In a very similar vein, Q1 results from Citigroup on Friday are expected to be the main focus, though there will be earnings releases from other key names including; Caterpillar, Honeywell and Schlumberger.

In common with Merrill Lynch & JP Morgan Chase, Citi is also expected to post another round of huge asset write-downs. There is a divergence of views on the size of the write-downs; consensus seems to be around $10bn, though the range is a wide $4bn-$12bn. This suggests that the group will post an overall loss for Q1-of perhaps $7bn.

Earlier this week Wachovia (the 4th largest US bank) and State Street Bank both took unexpected hits to their balance sheets-suggesting that Citi’s write-offs could be towards the top end of the range. However a clutch of decent results on Tuesday from a number of US regional banks offers hope that things might not be as bad as the most pessimistic forecasts would suggest.

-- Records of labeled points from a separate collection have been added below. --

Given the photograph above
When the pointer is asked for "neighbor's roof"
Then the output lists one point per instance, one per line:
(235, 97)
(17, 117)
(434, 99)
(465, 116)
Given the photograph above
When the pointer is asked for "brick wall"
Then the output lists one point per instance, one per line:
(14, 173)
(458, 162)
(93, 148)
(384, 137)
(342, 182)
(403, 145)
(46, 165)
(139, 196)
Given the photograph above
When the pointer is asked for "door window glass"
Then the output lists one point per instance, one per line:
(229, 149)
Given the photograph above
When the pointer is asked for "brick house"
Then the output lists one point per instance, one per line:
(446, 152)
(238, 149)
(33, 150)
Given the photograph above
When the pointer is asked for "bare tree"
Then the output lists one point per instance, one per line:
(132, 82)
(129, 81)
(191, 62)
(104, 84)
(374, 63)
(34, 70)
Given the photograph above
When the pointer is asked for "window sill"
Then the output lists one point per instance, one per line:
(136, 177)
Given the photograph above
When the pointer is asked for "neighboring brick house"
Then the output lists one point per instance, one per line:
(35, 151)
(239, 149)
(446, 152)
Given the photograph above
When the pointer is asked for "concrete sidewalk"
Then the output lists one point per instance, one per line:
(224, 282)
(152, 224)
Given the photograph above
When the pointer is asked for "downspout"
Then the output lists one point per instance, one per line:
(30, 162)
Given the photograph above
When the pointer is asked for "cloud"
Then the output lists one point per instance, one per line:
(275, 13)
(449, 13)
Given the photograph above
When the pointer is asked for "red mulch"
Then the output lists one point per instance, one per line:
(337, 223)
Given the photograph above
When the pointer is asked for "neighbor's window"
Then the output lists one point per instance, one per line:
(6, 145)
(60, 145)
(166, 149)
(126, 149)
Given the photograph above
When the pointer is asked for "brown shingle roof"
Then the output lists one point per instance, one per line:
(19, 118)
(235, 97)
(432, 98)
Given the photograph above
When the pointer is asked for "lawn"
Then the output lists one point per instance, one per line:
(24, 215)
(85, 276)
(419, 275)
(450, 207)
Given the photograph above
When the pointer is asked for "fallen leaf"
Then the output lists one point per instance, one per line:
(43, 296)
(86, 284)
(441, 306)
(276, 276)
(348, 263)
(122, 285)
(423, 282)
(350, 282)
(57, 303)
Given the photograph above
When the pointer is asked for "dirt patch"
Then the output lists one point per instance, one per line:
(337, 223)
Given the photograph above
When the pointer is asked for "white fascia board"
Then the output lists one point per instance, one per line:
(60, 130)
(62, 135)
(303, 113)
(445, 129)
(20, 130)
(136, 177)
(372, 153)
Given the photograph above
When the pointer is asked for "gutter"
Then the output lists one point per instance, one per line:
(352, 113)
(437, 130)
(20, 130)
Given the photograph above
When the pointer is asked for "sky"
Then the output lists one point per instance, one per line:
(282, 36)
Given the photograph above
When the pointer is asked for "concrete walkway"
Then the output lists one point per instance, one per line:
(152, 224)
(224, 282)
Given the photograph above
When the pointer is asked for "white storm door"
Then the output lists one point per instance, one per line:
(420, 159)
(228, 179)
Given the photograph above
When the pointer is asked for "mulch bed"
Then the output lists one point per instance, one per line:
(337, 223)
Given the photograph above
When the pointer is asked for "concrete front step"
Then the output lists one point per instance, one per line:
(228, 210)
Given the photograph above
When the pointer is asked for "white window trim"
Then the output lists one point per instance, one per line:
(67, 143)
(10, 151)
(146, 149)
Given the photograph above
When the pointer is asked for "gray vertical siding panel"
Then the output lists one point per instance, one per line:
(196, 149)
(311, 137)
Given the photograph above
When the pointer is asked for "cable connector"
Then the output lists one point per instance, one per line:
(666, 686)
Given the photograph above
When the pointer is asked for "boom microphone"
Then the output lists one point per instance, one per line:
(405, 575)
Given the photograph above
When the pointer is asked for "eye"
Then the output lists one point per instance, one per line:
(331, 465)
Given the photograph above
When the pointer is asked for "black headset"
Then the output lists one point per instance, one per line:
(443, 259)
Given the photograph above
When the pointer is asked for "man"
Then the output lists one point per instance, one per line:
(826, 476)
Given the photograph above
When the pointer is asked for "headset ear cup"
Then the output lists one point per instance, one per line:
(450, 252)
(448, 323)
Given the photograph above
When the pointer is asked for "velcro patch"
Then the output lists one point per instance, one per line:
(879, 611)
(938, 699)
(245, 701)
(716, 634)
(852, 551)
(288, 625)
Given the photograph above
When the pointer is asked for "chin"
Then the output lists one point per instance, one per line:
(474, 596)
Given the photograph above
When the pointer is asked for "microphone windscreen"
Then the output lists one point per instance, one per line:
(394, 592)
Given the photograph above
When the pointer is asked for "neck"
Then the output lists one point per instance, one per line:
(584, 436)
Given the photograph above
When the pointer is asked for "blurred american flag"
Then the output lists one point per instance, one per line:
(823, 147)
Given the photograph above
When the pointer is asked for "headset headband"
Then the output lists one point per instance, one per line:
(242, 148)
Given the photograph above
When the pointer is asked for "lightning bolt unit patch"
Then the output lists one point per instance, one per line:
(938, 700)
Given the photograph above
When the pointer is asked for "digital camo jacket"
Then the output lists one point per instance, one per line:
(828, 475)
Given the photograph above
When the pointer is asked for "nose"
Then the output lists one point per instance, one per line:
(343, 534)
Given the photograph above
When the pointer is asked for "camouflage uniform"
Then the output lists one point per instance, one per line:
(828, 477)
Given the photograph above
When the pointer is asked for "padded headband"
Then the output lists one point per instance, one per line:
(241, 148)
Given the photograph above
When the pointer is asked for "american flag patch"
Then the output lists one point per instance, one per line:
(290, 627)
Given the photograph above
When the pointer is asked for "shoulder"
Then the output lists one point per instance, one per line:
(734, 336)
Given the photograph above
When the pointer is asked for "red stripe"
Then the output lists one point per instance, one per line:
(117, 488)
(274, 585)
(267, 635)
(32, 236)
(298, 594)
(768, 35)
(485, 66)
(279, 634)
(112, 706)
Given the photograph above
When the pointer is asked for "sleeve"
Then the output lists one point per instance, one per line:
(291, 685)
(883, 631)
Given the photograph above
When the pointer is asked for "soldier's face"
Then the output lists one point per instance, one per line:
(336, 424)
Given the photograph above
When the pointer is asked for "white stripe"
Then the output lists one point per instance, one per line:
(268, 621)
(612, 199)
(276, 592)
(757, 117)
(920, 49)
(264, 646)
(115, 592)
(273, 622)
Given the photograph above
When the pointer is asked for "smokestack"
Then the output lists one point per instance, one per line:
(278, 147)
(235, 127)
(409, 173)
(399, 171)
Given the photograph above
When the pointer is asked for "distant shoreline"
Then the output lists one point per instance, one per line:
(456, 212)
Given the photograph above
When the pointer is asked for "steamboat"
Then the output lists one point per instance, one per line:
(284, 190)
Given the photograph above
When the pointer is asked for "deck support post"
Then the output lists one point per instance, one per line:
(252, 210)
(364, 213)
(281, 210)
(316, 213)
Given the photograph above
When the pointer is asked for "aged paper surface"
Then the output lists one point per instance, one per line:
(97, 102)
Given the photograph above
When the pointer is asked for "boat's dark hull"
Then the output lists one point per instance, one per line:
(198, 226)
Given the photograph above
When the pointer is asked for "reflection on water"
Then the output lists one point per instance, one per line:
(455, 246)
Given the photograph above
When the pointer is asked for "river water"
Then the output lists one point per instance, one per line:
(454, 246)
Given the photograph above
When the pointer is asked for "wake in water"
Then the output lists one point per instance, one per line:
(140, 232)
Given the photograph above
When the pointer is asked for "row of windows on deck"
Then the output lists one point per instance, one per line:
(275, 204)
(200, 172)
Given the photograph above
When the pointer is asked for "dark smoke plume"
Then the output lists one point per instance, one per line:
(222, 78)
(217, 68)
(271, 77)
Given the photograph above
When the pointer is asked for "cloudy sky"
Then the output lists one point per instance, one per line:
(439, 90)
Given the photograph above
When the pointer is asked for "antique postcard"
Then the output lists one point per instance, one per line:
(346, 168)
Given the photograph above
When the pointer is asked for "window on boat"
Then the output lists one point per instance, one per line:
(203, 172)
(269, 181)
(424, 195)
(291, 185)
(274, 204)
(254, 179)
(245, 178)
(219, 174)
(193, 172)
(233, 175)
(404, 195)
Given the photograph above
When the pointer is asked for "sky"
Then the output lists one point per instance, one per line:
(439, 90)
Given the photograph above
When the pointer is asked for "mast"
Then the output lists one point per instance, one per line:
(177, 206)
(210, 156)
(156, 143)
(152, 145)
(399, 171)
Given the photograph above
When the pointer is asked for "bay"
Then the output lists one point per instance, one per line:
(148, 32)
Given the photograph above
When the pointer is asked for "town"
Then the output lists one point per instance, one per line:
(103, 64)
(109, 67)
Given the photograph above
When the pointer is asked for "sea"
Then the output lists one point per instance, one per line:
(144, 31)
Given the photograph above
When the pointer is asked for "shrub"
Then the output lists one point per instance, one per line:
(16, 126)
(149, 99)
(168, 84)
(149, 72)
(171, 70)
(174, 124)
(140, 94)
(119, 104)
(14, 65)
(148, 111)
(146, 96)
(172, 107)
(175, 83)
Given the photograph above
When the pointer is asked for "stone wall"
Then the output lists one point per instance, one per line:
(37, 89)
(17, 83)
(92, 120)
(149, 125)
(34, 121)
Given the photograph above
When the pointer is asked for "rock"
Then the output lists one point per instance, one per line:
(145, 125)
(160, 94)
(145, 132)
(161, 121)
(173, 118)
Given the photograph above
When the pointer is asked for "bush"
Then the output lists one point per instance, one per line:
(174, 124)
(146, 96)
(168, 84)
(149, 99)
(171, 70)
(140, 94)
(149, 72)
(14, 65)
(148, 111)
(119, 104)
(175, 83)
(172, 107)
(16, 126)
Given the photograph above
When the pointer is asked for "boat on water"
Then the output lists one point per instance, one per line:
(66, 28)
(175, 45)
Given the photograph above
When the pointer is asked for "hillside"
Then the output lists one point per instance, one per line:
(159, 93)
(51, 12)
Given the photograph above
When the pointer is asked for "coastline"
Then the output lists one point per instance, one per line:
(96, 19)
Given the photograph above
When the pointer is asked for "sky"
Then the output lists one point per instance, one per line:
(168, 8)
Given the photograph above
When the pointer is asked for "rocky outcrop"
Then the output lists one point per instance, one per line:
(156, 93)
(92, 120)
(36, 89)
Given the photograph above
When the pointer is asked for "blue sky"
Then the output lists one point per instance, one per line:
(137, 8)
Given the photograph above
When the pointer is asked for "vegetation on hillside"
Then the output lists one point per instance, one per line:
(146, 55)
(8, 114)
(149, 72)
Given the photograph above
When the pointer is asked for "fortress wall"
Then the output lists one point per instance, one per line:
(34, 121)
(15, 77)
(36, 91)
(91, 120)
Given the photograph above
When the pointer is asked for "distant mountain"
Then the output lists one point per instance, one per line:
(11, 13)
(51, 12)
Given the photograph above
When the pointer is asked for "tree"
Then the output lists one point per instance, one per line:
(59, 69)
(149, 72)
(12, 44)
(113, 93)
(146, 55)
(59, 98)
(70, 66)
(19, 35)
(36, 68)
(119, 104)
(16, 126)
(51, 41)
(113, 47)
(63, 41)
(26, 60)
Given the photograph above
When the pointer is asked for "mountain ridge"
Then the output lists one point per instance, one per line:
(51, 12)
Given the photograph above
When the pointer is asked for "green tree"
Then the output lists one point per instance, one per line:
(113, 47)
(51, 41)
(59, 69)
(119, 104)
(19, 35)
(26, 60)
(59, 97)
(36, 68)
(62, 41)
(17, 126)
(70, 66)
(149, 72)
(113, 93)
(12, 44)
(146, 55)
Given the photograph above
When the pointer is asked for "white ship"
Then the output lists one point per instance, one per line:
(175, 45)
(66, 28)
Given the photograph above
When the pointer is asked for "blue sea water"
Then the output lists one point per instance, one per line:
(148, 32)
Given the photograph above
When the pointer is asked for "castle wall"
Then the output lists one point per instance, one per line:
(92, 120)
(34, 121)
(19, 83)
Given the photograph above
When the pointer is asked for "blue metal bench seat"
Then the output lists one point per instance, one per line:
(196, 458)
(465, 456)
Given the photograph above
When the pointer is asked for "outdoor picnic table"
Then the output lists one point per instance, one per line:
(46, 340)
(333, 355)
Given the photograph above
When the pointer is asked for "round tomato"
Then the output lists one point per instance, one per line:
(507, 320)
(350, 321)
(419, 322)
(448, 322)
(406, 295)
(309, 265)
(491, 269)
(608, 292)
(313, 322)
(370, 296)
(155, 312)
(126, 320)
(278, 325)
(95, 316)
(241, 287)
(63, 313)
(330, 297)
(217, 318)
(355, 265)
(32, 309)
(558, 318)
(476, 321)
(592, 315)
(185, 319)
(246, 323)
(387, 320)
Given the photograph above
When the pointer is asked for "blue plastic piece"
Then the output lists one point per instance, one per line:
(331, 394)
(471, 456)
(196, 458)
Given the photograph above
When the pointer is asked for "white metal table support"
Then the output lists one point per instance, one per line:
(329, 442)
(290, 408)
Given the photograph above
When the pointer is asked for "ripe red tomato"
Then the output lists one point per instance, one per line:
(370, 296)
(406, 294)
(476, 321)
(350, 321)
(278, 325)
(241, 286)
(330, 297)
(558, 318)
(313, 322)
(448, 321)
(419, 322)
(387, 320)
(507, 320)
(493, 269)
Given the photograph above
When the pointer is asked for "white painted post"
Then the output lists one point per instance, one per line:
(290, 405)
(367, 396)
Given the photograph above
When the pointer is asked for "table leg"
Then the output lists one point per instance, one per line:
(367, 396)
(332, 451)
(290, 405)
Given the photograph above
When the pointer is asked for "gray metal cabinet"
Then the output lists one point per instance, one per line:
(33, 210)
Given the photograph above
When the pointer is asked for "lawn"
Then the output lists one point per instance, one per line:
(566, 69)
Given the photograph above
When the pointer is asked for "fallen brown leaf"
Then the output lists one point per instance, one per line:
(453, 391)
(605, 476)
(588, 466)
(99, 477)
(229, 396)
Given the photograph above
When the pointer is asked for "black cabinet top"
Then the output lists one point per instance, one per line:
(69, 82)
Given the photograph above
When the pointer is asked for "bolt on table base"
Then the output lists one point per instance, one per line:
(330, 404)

Graph Of Citigroup- paddypowertrader spread bet

6 Responses to “Merrill Lynch and Citigroup”

  1. GG Says:

    My early take on the ML numbers is that they are possibly a bit worse than expected, with a loss per share of $2.19 vs. expectations of about $1.99. Write-downs look to be about $6.5bn-toward the bottom end of recent estimates of $6-8bn. Might need some more capital at some stage.

    Not much chage in the stock pre-market, down about 40 cents or just under 1%

  2. GG Says:

    And Nokia look disappointing, whilst the HOG beat expectations just, Pfizer came in light, suggesting that the St. will open down about 50 points.

  3. ken Says:

    What I find interesting is that the banks are reporting on a period during which they were in the eye of the credit crunch storm, whereas the non-financials are reporting a period when they were bystanders watching from afar. Quite why reasonable results from non-financials should be interpreted as a sign that all’s well and we’re getting back to normal is a mystery to me.

    As we move through this year, the non-finanacials will report on periods that include increasing chunks of time during which they were suffering the fallout that has now spread (and is continuing to spread) out from the financials.

    Dig in for a steady stream of downgrades, profit warnings and disappointments in the months ahead. What we’re seeing in the markets now is the grand-daddy of all shorting opportunities — he said confidently while eyeing the red numbers on that short FTSE call ;-)

  4. GG Says:

    See the WSJ is suggesting that losses may actually be $9bn for ML, citing some accounting funnies which weren’t immediately apparent on the eps headline release. the amount of some of the debt ML owns has actually increased over the period ….’as some of their hedges failed’.

    Cutting workforce by 4000 or so.

    Nice to see you back in the money ken

    Rumour (and is only that!) that Citi will take a $22bn hit-but caveat— only ‘hot chatter’ so far.

  5. ken Says:

    Nice to see that ML paid heed to FT’s mate Indiana Brown in coming clean on the full extent of their losses - not! Is there anyone left that takes the PM seriously?

    I’ve been stopped out of everything but the FTSE short. Haven’t lost anything but only made enough to cover the cost of the electricity to power the PC — but, hey, it’s all good fun.

  6. Garden Gnome Says:

    GG apologies-running around like something with wings and a blue backside!

    Citigroup managed to come in with an eyewatering $12bn writedown and a $5.1bn loss for Q1, but that’s better than the $20bn somebody suggested yesterday. How handy! Happy days are here……

    Stock has reacted positively (+6%)-which together with show-stopping results from Google yesterday has put a decent bid into the Street, currently flirting with 12,800 and a former resistance level.

    I have to say that I was more intersested in the CAT & Honeywell results which both beat estimates. Proper companies doing proper things, not financial engineering!

    CAT particularly as international sales were especially strong-helped in part by the weak $. With the US domestic economy tetering on the brink /already in recession I think that you want to consider overseas earners like CAT-and maybe a similar strategy might pay off in the UK.

    I am keen on (and hold positions in) a selection of UK engineering stocks (exposure to emerging markets, weak £ etc) and some big international earners like DGE etc.